3) Due Date — $15.5M
While not exactly the Hangover-sized buzzmachine that was perhaps hoped for, this comedy is performing well enough. It'll make back its $65M budget at least. But that's about it. I guess lightning doesn't strike twice even if you desperately try to make it, with the same director and actor and everything. The one thing they forgot to repeat, I guess, was the funny jokes part.
4) Skyline — $11.7M
So apparently this movie, which barely cost any money to make, earned a D- in audience exit polling, which is, y'know, pretty bad. I wonder why it is so bad! Now I'm really curious. I know that sort of thing is supposed to deter me from seeing the movie, but it really just makes me want to find out what could possibly be that bad. I mean, I know it's not the work of celebrated chameleon Eric Balfour. That can't be it. It must have something to do with everything else about the movie. That's probably it.
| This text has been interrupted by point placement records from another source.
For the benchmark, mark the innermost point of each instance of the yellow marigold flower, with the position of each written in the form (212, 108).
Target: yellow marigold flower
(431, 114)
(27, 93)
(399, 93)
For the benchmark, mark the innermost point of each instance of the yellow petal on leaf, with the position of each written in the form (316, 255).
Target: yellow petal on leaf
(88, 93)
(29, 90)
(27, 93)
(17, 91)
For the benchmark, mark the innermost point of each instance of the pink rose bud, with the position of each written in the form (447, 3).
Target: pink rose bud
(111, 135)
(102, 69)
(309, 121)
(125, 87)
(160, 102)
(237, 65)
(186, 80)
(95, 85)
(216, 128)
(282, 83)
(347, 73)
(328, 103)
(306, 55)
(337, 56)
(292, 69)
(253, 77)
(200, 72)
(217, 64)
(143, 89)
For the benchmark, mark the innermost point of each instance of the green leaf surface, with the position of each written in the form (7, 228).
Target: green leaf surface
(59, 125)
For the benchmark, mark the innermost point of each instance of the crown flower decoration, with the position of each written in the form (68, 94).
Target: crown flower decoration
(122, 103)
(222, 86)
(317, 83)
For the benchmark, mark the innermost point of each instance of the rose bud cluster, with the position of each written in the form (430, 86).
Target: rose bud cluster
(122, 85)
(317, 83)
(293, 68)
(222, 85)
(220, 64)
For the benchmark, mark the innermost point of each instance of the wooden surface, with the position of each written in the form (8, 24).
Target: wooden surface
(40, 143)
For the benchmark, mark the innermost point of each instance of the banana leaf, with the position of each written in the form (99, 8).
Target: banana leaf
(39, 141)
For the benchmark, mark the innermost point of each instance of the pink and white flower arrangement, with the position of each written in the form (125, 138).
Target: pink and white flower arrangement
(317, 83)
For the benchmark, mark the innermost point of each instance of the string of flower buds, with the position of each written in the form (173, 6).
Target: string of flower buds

So.... See you on Netflix instant watch in a year probably, Skyline. Then we'll get to the root of your problems. Until then, stay strong Balfour.
5) Morning Glory — $9.6M
Guys, what is wrong with you? Why did more of you not see this movie this weekend? OK, I didn't see it either, but I'm just one person. You're all of you! And this movie should have done way better than fifth place. I mean it had it all: plotline about cool job that most of us will never have, sunny leading lady who everyone likes, old timers doing silly things, Patrick Wilson, and an upbeat inspirational Natasha Bedingfield song. What better cure for a dreary November weekend than that gift basket of likable things? I really thought this was going to be number two or maybe even number one this weekend. Shows what I know. Here it is, muddling along in fifth place, behind Eric Balfour's Skyline for god's sakes. I misjudged you America. I thought you better than this. I guess I thought wrong. This Thanksgiving, I'm just not sure I'll have much to be thankful for.